Anyone manage to get VPS Avenger working with Cubase 11 (Windows 10)? I know I should be asking over on those sites but you folks are so friendly here I thought I 'd ask here first..

Tried installing and VST3 plugin doesn't get found in Cubase. Tried changing the installation directory. Tried installing the VST 2 version and it gets added to the blocklist saying its a 32bit version (when it states 64bit in the title).

Tried rebooting.

Any thoughts? Does VPS and Cubase play nicely together?


----------



## R. Soul (Dec 26, 2020)

Yeah, works fine here in Cubase 11 on Windows 10.

Might be a problem with codemeter. Did you install that?

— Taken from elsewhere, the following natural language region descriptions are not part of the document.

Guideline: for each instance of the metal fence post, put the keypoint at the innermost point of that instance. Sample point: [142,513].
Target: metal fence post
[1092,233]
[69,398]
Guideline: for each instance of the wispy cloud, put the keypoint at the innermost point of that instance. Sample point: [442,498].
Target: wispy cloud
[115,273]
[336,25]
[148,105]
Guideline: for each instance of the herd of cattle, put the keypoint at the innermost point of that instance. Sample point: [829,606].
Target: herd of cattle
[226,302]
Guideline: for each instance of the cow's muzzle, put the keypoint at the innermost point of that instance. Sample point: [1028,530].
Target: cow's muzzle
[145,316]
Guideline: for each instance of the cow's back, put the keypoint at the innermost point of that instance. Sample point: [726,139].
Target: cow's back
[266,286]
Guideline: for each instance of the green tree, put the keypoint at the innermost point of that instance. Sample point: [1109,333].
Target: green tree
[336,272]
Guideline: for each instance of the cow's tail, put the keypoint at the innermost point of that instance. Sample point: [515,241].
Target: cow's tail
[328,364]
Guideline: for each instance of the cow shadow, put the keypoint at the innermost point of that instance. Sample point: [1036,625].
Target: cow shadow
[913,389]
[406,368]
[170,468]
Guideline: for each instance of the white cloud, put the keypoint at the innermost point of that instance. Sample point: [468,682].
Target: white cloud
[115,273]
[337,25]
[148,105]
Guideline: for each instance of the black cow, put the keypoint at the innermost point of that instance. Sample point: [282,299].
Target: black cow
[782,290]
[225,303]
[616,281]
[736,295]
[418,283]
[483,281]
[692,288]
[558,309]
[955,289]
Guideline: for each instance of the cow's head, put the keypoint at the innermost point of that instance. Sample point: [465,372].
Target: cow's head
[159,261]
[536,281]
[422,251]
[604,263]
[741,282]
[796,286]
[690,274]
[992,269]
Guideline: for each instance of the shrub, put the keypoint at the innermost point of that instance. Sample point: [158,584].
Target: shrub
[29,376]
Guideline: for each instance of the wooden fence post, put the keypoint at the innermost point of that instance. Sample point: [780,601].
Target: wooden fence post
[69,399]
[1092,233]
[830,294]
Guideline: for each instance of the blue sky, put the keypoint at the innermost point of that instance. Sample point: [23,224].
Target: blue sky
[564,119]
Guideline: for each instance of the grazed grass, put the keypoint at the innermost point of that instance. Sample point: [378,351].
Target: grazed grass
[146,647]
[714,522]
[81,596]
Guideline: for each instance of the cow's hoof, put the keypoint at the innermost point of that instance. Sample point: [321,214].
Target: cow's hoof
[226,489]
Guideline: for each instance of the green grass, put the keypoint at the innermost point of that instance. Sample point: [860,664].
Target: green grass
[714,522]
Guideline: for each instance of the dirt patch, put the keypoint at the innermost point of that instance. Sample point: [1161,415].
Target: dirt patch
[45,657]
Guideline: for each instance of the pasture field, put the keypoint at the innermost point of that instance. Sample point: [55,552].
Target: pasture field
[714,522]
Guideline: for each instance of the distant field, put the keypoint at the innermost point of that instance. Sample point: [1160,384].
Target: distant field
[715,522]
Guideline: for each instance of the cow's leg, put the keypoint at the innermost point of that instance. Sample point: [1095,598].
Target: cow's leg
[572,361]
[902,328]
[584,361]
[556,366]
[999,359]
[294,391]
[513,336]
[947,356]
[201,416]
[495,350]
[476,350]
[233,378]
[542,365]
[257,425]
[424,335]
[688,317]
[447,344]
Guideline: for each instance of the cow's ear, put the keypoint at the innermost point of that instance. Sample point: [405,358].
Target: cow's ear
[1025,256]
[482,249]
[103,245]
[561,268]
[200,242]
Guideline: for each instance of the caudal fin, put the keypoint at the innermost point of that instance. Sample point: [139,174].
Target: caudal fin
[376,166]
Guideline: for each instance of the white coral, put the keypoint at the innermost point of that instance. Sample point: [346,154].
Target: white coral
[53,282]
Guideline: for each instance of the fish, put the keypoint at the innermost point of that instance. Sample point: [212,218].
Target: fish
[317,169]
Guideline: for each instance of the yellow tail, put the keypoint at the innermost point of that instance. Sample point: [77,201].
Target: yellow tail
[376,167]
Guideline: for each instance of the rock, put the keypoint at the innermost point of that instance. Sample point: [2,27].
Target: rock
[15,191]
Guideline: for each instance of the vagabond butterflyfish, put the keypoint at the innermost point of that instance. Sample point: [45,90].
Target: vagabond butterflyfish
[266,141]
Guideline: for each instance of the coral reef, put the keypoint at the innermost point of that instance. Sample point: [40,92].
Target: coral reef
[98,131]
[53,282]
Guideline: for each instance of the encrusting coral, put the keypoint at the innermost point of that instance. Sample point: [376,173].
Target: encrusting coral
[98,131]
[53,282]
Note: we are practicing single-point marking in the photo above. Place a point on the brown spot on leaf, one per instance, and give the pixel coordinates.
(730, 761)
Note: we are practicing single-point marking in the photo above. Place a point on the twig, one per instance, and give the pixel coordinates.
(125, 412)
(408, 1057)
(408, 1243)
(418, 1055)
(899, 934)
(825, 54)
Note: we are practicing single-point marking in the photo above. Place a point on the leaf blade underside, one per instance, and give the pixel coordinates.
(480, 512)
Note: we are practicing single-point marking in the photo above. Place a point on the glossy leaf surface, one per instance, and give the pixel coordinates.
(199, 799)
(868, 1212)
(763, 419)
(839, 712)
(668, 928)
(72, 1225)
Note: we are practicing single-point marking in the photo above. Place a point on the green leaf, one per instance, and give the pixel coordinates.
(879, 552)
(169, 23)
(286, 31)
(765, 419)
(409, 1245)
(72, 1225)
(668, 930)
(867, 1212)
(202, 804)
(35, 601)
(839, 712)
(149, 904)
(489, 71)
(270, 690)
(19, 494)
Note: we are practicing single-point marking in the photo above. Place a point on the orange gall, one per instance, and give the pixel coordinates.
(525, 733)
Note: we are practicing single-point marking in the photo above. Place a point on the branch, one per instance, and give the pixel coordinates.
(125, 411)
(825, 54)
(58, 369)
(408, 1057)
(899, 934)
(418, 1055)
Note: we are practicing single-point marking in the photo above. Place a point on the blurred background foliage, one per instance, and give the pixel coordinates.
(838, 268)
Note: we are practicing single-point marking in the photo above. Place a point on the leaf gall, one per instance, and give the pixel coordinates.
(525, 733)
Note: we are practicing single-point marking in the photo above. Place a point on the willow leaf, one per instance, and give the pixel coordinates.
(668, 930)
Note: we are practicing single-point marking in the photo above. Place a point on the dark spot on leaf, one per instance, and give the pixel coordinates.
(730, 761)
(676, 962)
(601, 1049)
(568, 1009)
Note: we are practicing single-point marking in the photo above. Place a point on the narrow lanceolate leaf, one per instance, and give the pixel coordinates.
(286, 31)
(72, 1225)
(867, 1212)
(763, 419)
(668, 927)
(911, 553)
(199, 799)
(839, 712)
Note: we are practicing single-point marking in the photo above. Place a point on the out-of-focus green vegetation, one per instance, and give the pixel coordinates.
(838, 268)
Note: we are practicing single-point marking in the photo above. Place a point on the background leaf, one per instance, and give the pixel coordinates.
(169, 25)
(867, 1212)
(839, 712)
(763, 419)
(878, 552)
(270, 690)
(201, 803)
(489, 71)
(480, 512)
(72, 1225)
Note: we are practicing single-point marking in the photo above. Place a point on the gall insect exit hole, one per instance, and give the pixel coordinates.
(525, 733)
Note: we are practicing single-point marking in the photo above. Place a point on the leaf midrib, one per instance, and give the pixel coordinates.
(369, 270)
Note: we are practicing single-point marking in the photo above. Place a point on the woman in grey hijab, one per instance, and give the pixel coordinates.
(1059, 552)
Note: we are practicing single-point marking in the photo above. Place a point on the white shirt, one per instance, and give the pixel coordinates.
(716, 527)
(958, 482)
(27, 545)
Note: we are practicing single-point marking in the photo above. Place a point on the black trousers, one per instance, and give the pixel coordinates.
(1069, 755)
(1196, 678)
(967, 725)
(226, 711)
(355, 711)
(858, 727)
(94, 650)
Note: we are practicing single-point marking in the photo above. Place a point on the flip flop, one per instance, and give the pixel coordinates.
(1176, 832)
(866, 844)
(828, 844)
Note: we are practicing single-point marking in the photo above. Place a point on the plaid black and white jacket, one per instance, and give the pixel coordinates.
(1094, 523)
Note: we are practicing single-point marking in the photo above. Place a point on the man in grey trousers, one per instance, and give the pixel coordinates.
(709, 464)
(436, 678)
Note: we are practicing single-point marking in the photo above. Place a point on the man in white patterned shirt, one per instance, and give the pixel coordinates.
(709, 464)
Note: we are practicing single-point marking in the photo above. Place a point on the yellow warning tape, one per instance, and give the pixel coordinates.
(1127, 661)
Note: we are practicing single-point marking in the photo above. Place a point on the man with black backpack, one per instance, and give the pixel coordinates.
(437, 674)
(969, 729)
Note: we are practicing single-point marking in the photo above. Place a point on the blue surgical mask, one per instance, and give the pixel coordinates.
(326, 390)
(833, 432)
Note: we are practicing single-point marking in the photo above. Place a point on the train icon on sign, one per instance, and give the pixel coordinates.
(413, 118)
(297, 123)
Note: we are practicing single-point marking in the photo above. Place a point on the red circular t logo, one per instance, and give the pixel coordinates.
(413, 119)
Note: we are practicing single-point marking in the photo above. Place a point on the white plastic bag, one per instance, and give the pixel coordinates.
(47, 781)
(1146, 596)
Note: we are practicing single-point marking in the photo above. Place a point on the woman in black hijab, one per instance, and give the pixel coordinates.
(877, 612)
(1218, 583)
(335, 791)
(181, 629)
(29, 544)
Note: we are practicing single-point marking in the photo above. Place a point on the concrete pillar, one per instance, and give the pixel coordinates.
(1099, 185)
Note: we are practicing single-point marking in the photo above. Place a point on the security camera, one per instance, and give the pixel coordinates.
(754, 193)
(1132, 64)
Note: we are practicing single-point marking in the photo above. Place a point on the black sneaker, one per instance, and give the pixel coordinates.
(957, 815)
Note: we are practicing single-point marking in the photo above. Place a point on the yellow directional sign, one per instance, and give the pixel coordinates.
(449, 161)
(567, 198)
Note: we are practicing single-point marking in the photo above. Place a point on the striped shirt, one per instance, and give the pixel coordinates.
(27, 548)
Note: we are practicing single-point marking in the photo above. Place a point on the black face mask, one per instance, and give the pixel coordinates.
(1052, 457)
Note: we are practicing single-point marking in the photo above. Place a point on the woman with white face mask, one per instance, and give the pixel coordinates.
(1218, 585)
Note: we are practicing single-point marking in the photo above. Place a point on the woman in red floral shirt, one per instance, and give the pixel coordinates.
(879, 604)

I have 1.5.5 though, haven't tried 1.6.0 yet.


----------



## pmountford (Dec 26, 2020)

R. Soul said:


> Yeah, works fine here in Cubase 11 on Windows 10.
> 
> Might be a problem with codemeter. Did you install


Thanks for that. Will check...but I have my doubt as it was moaning about a DLL when I tried first and then I think I read (misread?) that I just could use the Avenger installer. But from your comment I guess codemeter needs to run aswell?


----------



## R. Soul (Dec 26, 2020)

pmountford said:


> Thanks for that. Will check...but I have my doubt as it was moaning about a DLL when I tried first and then I think I read (misread?) that I just could use the Avenger installer. But from your comment I guess codemeter needs to run aswell?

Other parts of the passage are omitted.